To become a farmer, you must not want to sleep.  You must be perfectly in tune with every sound on the farm and be able to hear those little deer rascals eating the green beans, or the raccoons partying in the corn, or the squirrels making away with the sunflower heads!  (Okay, the latter is really cute and alright with me.)  My friends who have large farms are up late picking and harvesting, up early loading trucks, and on the road across the state by dawn.  They sleep in January.  We, too, with all the farmer’s markets, farming, and classes are just now catching up on some shut eye.  But, as the old adage goes, You can sleep when you’re dead!

To become a farmer, you must not want to quit.  You must be a stubborn, determined, half sane from lack of sleep, passionate person.  My friend has had a farm for nearly 100 years in his family.  He is tired, but he is a work horse.  Someone offered him two million dollars for his land last week.  They did not want to farm it, just hold it for investment.  Joe thought of the possibility for a second or two, but then he turned it down.  Two days later, he awoke in the middle of the night suddenly (because he is a farmer and one must not sleep if one is a farmer) and went outside.  The rain was coming down in incredible sheets and he could not see his truck.  It was underwater.  He quickly waded through and turned on the pumps in the fields and because of that they are muddy, but the crops are still alive.  His farm is literally underwater (as is most of our state) and they have not found two of their trucks yet!
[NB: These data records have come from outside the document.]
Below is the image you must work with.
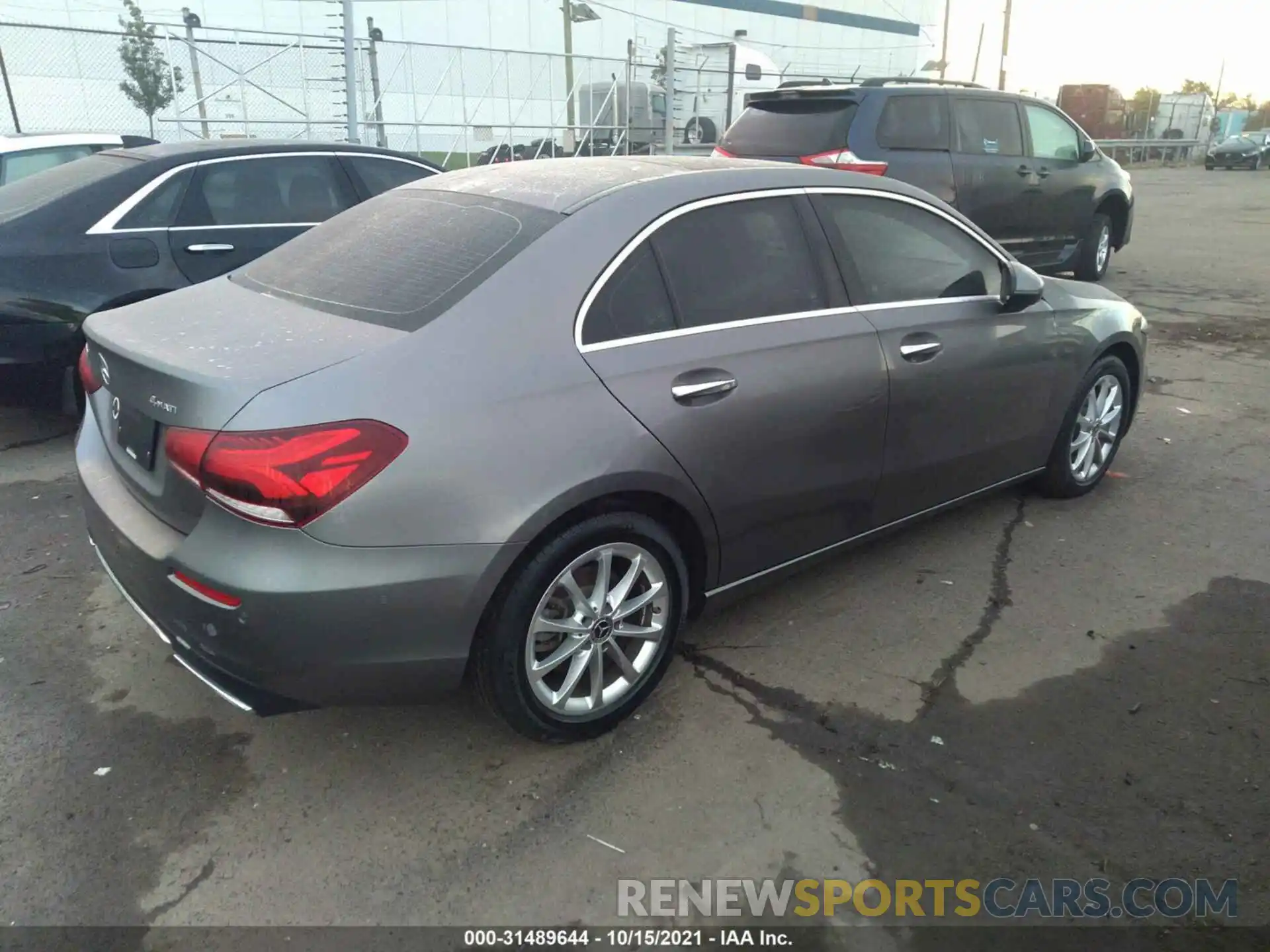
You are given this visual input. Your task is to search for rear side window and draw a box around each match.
[343,155,435,196]
[653,198,828,327]
[230,188,564,331]
[581,241,675,344]
[114,169,194,229]
[952,99,1024,155]
[181,155,352,227]
[719,98,856,156]
[0,153,137,223]
[878,95,949,151]
[817,196,1001,303]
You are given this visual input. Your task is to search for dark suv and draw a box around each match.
[715,77,1133,280]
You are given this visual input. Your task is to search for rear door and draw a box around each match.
[813,193,1058,524]
[1024,103,1100,264]
[169,152,357,283]
[951,94,1040,260]
[339,152,437,200]
[580,194,886,584]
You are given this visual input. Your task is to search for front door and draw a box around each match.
[951,97,1039,260]
[814,194,1058,526]
[167,153,356,283]
[581,196,886,585]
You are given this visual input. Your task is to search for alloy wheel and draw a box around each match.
[525,542,671,720]
[1068,373,1124,484]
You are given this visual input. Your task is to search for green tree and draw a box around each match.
[119,0,184,137]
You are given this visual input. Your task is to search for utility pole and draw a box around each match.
[181,7,212,138]
[997,0,1013,90]
[940,0,952,79]
[341,0,360,142]
[558,0,574,153]
[970,23,984,83]
[366,17,391,149]
[661,26,675,155]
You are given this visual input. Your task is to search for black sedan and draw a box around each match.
[0,139,441,403]
[1204,132,1270,171]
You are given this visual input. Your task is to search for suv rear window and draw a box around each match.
[230,185,564,331]
[719,98,856,156]
[0,152,137,223]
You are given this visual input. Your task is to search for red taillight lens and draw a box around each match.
[79,344,102,393]
[799,149,886,175]
[165,420,407,527]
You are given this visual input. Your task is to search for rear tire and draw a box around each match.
[471,513,689,742]
[1037,356,1133,499]
[1076,212,1111,280]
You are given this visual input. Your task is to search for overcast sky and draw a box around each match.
[931,0,1270,102]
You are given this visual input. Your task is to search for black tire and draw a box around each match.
[1076,212,1111,280]
[1037,356,1134,499]
[471,512,689,742]
[683,116,719,145]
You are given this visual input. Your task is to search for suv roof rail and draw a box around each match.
[860,76,987,89]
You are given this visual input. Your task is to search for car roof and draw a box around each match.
[0,132,123,152]
[116,138,433,167]
[403,156,939,214]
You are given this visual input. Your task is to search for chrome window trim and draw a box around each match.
[84,150,437,235]
[573,185,1009,354]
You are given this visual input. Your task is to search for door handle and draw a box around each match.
[899,340,944,362]
[671,377,737,400]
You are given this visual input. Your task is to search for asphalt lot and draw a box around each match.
[0,169,1270,948]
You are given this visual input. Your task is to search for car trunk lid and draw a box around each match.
[84,279,405,532]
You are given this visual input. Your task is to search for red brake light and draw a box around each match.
[79,344,102,393]
[165,420,407,527]
[799,149,886,175]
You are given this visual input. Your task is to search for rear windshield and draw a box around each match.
[230,186,564,331]
[719,99,856,156]
[0,153,137,223]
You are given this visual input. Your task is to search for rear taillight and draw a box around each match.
[164,420,407,527]
[79,344,102,393]
[799,149,886,175]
A farmer must be very forgetful.  Forget about the fires.  The drought.  The hail.  The scorching sun.  The 100 year flood.  The seed loss.  The debt.  If one stops to think of it, two million will sound quite nice.  No, a farmer must forget about varmints, and floods that wash away semi-trucks.  Next year, Joe will be out there planting again because it is in his blood, full knowing that something will try to destroy his farming season.

Writing all this, I see that I should become a secretary or a truck driver.  But, I am just watching for the rain to let up so I can go harvest my crops!  I will be planting next year as well.  And I will have a larger farm one day.  And I will be sleep deprived, stubborn, forgetful….what was I saying?  Oh, I am already there.  This makes me a perfect candidate to be a farmer.  There is no other place on earth for me.  Break in the rain, I have to get outside!!..

13 thoughts on “To Become a Farmer

  1. Farming takes such commitment. I am in awe of people who work so hard to feed themselves and others. What I’m doing now is so small, but reading things like this only make me want to try new things!

  2. You are absolutely correct- Farming and growing and dairying are all in the blood. My grandfather who lived in The Netherlands had 4 gardens around town. He did not have a farm but he grew all his food in these little plots that he would bicycle to every day during the season. I remember riding on the back of his bicycle so I could help.
    Tell your daughter that her coffee was great. I had it this morning and thought of you guys. Great way to start the day.
    Have a blessed week.

  3. I know that when we planted our carrot seed this spring I was expecting a tree to grow. Instead, all I got was some leafy tops and had to pull and dig to get the carrots out of all that dirt. LOL!!!!!

    These stories are why my kids are helping with the garden and one of so many reasons that I want my own little hobby farm. Last thing I want is for them to grow into adults who have no idea where their food comes from.

  4. I really enjoyed this! We are just starting our journey toward a functioning farm with no illusions that it will be easy, but we know that the hard work will pay off! Keep posting stuff like this, please!